The exdirector of the tabloid appear before the British Parliament. Brooks says that the use of investigators to salary was common in the British press. The exj Rupert Murdoch, who appeared earlier, apologized to the British and delegated responsibilities. Rebekah Brooks’s profile. The who’s who of the case. Rebekah Brooks, delegate exconsejera of News International, has admitted Tuesday to the British Parliament that in his time as Director of the News of the World used private detectives to get information. After the final question, the exdirector has asked the Committee that when the case is clarified invite him again. Brooks has however clarified that the employment of researchers was a common practice in much of the British press in the 1990s and beginning of the 2000s, when he stopped due to new laws on the confidentiality of data but has denied that it sobornase to police.

The journalist has ensured that it didn’t use to detectives when in 2003 went on to run The Sun, another of tabloids owned by Rupert Murdoch. Brooks has told the Commission that the first time that News International executives knew the extent of the illegal wiretapping of the News of the World, that they have triggered a serious scandal, was at the end of 2010, when they acted promptly and decisively. Brooks has appeared in the Committee’s means of communication of the House of Commons British nothing more conclude the statement of your exj Rupert Murdoch, Chairman of News Corporation, who asked for forgiveness and said he was embarrassed by the wiretaps of the tabloid. Suspected of approving illegal wiretapping journalist was detained on Sunday nine hours by police on suspicion of approving illegal wiretapping and paying bribes to police officers to obtain exclusive for the tabloid News of the World. He has also apologized for the wiretaps of the News of the World, which ran from 2002 to January 2003, when he underwent the mobile phone of a murdered girl.
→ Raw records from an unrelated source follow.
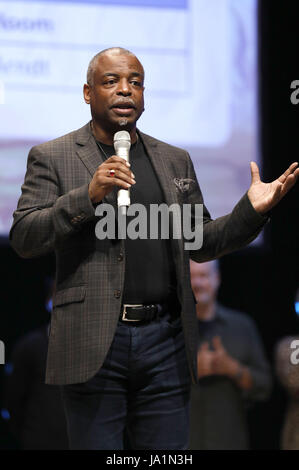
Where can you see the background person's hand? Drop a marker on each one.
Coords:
(204, 360)
(102, 183)
(222, 362)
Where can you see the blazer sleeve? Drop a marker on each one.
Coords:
(43, 216)
(227, 233)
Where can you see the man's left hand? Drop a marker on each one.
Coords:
(264, 196)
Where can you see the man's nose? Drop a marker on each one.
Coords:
(124, 88)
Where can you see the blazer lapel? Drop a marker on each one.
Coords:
(89, 153)
(165, 177)
(164, 174)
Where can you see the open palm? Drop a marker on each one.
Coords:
(264, 196)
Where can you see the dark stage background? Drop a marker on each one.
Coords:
(262, 280)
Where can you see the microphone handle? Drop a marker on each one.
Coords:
(123, 195)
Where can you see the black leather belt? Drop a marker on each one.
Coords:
(139, 312)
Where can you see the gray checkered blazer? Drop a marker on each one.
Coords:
(55, 213)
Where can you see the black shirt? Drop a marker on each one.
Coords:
(149, 271)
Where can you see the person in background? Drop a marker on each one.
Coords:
(287, 370)
(35, 410)
(232, 368)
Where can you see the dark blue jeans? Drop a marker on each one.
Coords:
(143, 387)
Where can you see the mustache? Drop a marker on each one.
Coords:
(124, 103)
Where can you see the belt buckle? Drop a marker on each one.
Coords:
(125, 311)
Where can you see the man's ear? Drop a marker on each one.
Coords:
(86, 93)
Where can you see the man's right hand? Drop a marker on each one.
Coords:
(102, 183)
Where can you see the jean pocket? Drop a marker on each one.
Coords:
(172, 322)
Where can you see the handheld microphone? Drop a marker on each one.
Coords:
(122, 144)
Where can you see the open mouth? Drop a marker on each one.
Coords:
(124, 108)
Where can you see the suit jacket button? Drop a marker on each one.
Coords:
(117, 294)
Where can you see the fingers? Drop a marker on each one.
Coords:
(116, 159)
(289, 178)
(291, 170)
(122, 177)
(204, 346)
(119, 173)
(255, 173)
(217, 343)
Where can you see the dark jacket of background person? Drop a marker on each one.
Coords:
(288, 374)
(36, 414)
(218, 404)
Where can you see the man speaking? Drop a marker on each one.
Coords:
(123, 341)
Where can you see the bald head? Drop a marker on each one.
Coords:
(113, 51)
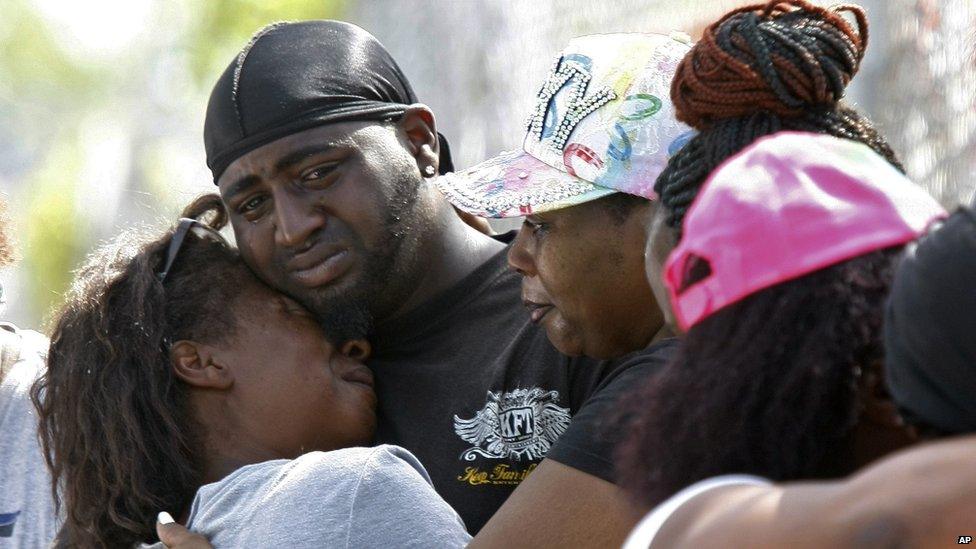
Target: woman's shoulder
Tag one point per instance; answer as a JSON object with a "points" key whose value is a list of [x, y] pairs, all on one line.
{"points": [[334, 471], [309, 498]]}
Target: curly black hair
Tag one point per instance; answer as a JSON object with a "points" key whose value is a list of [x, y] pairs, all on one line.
{"points": [[768, 385], [114, 421]]}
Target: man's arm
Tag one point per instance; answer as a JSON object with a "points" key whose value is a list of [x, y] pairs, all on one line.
{"points": [[558, 506]]}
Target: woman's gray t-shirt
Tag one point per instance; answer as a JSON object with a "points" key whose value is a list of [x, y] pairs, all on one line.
{"points": [[355, 497]]}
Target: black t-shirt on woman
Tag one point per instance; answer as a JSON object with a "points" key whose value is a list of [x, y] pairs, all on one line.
{"points": [[480, 396]]}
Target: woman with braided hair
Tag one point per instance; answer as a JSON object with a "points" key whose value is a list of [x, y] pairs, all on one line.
{"points": [[760, 69], [779, 283]]}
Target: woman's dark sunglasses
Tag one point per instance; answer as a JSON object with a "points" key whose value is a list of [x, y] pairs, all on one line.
{"points": [[186, 224]]}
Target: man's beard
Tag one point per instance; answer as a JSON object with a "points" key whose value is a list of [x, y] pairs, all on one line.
{"points": [[389, 274]]}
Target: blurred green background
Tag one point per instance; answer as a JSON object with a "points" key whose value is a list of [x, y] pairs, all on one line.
{"points": [[102, 101]]}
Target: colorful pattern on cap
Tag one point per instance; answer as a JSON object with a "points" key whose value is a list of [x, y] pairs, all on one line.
{"points": [[603, 122]]}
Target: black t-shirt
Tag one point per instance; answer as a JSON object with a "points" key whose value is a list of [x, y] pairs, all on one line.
{"points": [[476, 391]]}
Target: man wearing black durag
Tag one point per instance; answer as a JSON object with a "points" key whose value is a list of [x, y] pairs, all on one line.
{"points": [[324, 158]]}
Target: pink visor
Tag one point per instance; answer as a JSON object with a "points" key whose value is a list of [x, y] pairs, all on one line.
{"points": [[788, 205]]}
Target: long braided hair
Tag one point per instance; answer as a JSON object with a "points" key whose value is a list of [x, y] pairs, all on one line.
{"points": [[783, 65]]}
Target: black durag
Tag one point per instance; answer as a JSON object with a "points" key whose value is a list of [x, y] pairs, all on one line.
{"points": [[930, 328], [295, 76]]}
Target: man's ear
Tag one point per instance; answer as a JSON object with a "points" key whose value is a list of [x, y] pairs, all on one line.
{"points": [[417, 124], [197, 365], [358, 349]]}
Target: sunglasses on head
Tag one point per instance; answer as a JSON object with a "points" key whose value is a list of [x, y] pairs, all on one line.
{"points": [[186, 225]]}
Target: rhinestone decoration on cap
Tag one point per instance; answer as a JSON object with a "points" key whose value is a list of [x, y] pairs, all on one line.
{"points": [[579, 105]]}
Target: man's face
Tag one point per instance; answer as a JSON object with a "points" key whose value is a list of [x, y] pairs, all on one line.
{"points": [[583, 279], [330, 216]]}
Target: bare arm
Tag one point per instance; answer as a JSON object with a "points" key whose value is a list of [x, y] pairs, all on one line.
{"points": [[925, 497], [558, 506]]}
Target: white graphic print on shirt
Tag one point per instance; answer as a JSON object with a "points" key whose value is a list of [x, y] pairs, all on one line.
{"points": [[522, 424]]}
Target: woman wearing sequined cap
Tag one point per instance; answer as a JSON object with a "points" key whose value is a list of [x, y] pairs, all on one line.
{"points": [[601, 131]]}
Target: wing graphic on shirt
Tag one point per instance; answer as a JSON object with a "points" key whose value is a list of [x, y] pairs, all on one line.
{"points": [[520, 424], [553, 422], [482, 428]]}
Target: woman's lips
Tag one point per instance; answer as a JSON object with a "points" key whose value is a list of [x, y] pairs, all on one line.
{"points": [[360, 375], [537, 310], [325, 271]]}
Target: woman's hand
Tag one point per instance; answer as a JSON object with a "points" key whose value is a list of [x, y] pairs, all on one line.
{"points": [[175, 536]]}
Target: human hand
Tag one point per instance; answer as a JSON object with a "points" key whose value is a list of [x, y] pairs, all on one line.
{"points": [[175, 536]]}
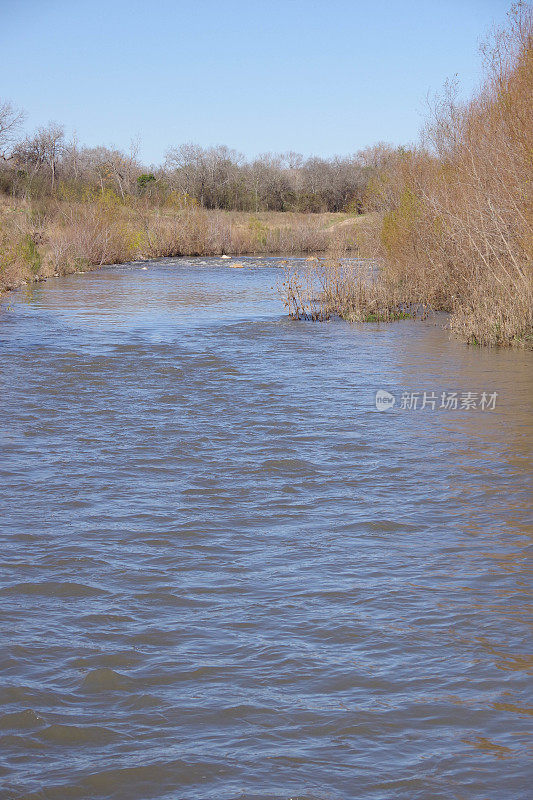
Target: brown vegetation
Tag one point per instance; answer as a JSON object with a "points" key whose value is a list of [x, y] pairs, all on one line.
{"points": [[455, 227], [40, 239]]}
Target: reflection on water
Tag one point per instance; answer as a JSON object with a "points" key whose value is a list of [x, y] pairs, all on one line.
{"points": [[225, 574]]}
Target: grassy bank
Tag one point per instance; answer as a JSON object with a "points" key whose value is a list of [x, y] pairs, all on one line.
{"points": [[454, 216], [57, 237]]}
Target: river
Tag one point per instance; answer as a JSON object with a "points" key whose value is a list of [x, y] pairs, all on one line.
{"points": [[226, 574]]}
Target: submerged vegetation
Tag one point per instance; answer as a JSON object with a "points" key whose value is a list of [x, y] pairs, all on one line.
{"points": [[454, 228], [448, 224]]}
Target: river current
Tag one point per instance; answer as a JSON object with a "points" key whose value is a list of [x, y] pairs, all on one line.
{"points": [[226, 575]]}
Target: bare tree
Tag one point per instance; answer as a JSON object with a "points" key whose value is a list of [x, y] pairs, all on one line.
{"points": [[11, 119]]}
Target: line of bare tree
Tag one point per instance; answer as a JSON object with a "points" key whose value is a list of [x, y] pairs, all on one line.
{"points": [[46, 163]]}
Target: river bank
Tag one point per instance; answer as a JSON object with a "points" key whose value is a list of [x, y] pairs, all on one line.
{"points": [[254, 578], [40, 240]]}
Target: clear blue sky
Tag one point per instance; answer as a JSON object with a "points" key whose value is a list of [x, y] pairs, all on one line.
{"points": [[315, 77]]}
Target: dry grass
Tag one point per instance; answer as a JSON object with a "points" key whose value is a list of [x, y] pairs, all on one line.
{"points": [[57, 237], [455, 222]]}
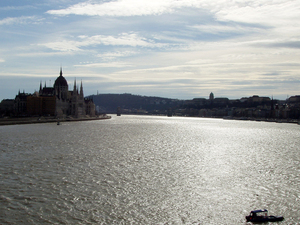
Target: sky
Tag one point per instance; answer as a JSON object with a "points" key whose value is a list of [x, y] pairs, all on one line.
{"points": [[181, 49]]}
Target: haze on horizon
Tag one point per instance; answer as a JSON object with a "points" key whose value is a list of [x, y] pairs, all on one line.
{"points": [[168, 48]]}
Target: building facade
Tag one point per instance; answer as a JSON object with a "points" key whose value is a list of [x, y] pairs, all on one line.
{"points": [[58, 101]]}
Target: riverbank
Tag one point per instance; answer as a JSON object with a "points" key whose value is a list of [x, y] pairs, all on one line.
{"points": [[32, 120]]}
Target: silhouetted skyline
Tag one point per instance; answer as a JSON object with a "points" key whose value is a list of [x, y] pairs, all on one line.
{"points": [[180, 49]]}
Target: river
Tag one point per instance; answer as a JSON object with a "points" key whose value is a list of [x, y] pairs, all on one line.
{"points": [[148, 170]]}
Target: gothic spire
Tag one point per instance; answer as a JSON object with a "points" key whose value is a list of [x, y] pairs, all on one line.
{"points": [[81, 89], [74, 89]]}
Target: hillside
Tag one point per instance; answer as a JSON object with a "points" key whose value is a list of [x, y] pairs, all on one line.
{"points": [[109, 103]]}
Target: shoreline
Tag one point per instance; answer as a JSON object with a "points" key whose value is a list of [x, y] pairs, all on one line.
{"points": [[34, 120]]}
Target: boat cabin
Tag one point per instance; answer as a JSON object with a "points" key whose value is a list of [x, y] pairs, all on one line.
{"points": [[259, 213]]}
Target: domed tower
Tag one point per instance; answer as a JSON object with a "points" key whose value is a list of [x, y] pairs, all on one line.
{"points": [[61, 87], [211, 96]]}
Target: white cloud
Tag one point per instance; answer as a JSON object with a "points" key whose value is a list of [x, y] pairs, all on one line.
{"points": [[103, 65], [249, 11], [124, 39], [21, 20]]}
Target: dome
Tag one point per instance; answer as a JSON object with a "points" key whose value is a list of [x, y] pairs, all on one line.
{"points": [[61, 81]]}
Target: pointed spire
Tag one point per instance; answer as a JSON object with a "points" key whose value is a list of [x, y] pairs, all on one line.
{"points": [[81, 89], [74, 89]]}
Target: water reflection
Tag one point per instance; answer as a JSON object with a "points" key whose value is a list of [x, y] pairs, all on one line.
{"points": [[148, 170]]}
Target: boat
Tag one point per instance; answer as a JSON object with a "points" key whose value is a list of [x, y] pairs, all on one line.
{"points": [[261, 216]]}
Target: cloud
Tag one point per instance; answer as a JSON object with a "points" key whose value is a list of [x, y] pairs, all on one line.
{"points": [[103, 65], [124, 39], [122, 8], [21, 20]]}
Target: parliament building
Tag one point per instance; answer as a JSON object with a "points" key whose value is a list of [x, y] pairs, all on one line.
{"points": [[56, 101]]}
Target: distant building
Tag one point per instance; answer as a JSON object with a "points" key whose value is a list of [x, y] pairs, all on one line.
{"points": [[59, 101]]}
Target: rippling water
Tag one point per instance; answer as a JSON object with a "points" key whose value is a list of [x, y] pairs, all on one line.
{"points": [[148, 170]]}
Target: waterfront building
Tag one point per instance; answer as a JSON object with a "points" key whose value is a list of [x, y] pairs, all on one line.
{"points": [[59, 101]]}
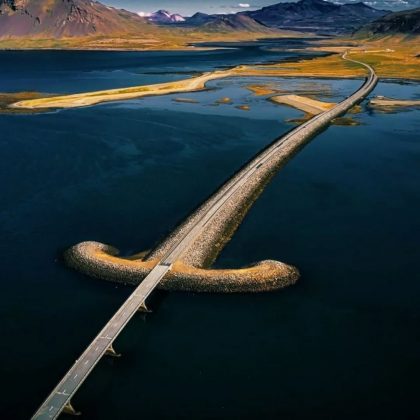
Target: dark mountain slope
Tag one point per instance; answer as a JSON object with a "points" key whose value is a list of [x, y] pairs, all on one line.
{"points": [[405, 22], [317, 15], [64, 18]]}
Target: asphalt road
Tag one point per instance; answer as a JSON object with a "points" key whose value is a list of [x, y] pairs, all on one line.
{"points": [[60, 397]]}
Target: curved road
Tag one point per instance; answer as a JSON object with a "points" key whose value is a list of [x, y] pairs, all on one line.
{"points": [[60, 397]]}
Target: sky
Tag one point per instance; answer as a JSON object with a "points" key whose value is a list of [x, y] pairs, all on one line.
{"points": [[189, 7]]}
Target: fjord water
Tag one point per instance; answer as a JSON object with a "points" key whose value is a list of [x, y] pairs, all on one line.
{"points": [[342, 343]]}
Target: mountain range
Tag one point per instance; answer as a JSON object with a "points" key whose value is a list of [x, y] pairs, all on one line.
{"points": [[83, 18], [165, 17], [317, 16], [65, 18], [405, 22], [305, 15]]}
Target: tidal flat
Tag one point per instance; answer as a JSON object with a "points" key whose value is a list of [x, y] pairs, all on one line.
{"points": [[345, 211]]}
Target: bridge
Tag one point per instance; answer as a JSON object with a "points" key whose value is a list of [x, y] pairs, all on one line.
{"points": [[60, 398]]}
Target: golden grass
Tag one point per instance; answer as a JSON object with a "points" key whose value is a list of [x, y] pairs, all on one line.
{"points": [[261, 90], [303, 103]]}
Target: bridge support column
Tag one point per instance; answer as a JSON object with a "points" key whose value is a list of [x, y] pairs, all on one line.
{"points": [[69, 409], [110, 351], [144, 308]]}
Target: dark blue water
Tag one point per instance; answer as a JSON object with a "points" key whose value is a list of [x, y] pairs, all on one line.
{"points": [[343, 343]]}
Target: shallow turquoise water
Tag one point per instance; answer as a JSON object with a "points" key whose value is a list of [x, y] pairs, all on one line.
{"points": [[342, 343]]}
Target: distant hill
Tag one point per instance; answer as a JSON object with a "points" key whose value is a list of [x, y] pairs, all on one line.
{"points": [[226, 23], [405, 22], [65, 18], [317, 16], [165, 17]]}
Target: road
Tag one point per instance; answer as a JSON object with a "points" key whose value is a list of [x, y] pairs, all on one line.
{"points": [[60, 397]]}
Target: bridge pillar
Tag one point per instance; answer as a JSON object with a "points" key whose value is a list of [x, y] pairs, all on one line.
{"points": [[110, 351], [69, 409], [144, 308]]}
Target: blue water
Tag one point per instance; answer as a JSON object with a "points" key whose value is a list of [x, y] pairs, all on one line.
{"points": [[343, 343]]}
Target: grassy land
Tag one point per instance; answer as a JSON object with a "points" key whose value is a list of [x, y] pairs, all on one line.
{"points": [[164, 39], [391, 57]]}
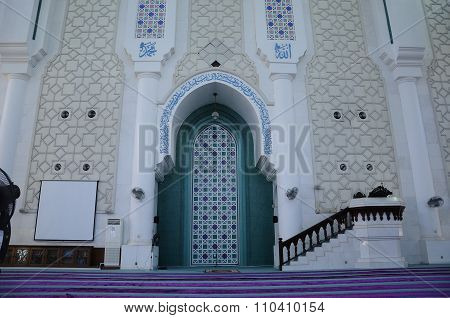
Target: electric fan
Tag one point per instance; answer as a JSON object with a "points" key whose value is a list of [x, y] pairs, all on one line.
{"points": [[9, 192]]}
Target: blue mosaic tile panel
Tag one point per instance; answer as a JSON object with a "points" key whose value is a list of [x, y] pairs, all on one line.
{"points": [[151, 19], [280, 20], [215, 215]]}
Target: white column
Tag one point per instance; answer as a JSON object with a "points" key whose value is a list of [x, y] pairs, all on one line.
{"points": [[10, 119], [137, 254], [418, 153], [283, 129]]}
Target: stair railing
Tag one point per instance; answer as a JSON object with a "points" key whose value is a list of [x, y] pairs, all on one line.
{"points": [[331, 227]]}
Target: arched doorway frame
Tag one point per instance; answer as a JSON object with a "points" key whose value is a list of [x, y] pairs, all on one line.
{"points": [[235, 124]]}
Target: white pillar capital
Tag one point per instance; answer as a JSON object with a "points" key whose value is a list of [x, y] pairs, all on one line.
{"points": [[406, 79], [154, 75], [10, 120], [278, 76], [20, 76]]}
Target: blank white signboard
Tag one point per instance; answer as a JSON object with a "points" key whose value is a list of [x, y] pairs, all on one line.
{"points": [[66, 211]]}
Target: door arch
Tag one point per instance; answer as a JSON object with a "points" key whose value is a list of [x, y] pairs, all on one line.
{"points": [[210, 232]]}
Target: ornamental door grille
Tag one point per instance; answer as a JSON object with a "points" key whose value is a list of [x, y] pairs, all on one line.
{"points": [[215, 215]]}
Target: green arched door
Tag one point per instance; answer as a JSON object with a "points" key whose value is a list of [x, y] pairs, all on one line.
{"points": [[215, 209]]}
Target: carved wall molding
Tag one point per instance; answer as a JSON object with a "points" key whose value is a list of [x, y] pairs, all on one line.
{"points": [[77, 124]]}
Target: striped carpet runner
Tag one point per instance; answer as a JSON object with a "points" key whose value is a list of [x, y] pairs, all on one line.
{"points": [[411, 282]]}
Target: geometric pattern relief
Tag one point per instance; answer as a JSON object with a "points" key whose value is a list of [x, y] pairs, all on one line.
{"points": [[215, 77], [353, 143], [437, 14], [77, 123], [151, 19], [280, 20], [215, 223], [216, 36]]}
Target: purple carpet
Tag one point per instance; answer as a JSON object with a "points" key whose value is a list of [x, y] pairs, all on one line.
{"points": [[412, 282]]}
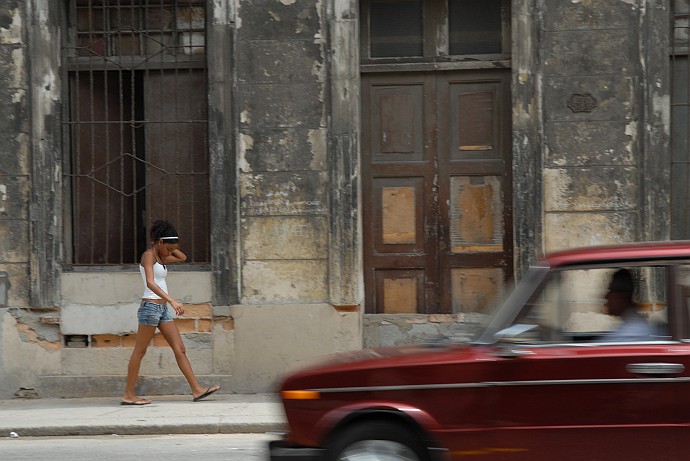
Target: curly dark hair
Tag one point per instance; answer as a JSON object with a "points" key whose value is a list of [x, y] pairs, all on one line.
{"points": [[160, 229]]}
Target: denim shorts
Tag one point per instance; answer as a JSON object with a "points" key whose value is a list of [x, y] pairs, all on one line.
{"points": [[152, 314]]}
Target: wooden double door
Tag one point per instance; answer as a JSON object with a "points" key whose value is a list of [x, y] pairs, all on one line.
{"points": [[437, 190]]}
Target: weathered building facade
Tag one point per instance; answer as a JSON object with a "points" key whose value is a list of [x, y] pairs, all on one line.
{"points": [[343, 173]]}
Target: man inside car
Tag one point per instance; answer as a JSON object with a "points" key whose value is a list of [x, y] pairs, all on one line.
{"points": [[619, 302]]}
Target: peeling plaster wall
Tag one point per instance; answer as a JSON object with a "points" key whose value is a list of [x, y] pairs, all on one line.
{"points": [[593, 79], [284, 143]]}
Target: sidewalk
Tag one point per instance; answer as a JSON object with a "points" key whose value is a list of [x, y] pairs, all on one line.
{"points": [[174, 414]]}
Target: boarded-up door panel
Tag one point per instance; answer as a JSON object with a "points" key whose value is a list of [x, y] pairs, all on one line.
{"points": [[436, 184]]}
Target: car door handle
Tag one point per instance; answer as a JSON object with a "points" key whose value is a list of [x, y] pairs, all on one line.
{"points": [[655, 368]]}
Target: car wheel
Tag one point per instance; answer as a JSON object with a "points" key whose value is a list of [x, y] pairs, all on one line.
{"points": [[376, 441]]}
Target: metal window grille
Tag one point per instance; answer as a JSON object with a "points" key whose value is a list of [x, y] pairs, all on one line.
{"points": [[680, 121], [137, 127]]}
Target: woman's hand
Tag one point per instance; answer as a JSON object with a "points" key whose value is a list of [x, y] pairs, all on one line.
{"points": [[179, 309]]}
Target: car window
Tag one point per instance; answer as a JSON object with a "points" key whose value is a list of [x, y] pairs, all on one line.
{"points": [[682, 278], [593, 305]]}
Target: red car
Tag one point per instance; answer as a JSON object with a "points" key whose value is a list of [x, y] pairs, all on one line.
{"points": [[587, 359]]}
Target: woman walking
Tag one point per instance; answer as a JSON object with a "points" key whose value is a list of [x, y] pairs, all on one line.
{"points": [[153, 312]]}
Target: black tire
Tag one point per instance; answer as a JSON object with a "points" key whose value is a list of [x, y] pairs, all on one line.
{"points": [[375, 441]]}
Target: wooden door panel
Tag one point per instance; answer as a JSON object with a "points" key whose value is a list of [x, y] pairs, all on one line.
{"points": [[398, 127], [475, 214], [397, 185], [398, 225], [475, 189], [437, 190]]}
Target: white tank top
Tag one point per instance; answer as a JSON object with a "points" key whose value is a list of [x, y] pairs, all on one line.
{"points": [[159, 273]]}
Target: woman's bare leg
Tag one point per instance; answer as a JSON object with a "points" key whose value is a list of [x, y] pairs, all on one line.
{"points": [[172, 336], [144, 335]]}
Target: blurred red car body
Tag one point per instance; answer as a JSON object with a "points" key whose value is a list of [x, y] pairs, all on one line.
{"points": [[542, 381]]}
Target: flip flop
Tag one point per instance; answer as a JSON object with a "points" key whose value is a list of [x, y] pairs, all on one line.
{"points": [[136, 402], [205, 394]]}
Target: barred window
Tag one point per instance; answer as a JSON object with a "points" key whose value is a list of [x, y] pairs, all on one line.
{"points": [[136, 127], [680, 121]]}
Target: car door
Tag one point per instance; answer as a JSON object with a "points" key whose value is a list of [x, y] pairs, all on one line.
{"points": [[570, 394]]}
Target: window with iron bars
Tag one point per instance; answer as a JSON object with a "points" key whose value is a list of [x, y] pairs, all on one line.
{"points": [[136, 127]]}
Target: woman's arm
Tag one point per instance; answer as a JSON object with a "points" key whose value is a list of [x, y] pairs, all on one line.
{"points": [[175, 257], [147, 261]]}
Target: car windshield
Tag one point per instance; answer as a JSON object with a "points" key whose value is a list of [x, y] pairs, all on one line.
{"points": [[593, 304]]}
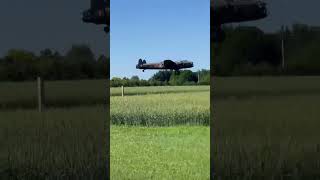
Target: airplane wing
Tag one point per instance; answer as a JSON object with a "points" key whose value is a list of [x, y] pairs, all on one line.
{"points": [[169, 64]]}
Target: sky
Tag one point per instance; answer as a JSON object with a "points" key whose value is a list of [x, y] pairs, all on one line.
{"points": [[287, 12], [155, 30], [36, 24], [150, 29]]}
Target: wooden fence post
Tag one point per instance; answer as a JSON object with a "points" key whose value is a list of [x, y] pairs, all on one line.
{"points": [[41, 96]]}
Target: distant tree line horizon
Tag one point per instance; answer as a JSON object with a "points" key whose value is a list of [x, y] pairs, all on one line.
{"points": [[79, 62], [248, 51], [165, 78]]}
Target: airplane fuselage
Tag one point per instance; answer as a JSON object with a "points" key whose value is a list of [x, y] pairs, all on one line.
{"points": [[166, 64]]}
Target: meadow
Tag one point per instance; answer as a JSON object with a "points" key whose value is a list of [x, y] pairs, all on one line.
{"points": [[59, 143], [162, 134], [68, 140], [266, 127]]}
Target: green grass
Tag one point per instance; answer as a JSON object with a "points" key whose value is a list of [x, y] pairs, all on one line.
{"points": [[75, 93], [181, 152], [56, 144], [116, 91], [57, 93], [161, 109], [266, 128], [162, 135]]}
What happened in the News of the World was terrible and dreadful, he said before a Committee without public due to aggression produced minutes earlier against Rupert Murdoch, without consequences. Rebekah Brooks had resigned Friday as CEO of News International, British branch of Murdoch Empire that includes the daily The Sun, The Times and The Sunday Times, as well as 39 percent of the BSkyB television channel. News of the World carried out for years, apparently in a systematic way, a spy from mobile phones of celebrities, journalists and ordinary people.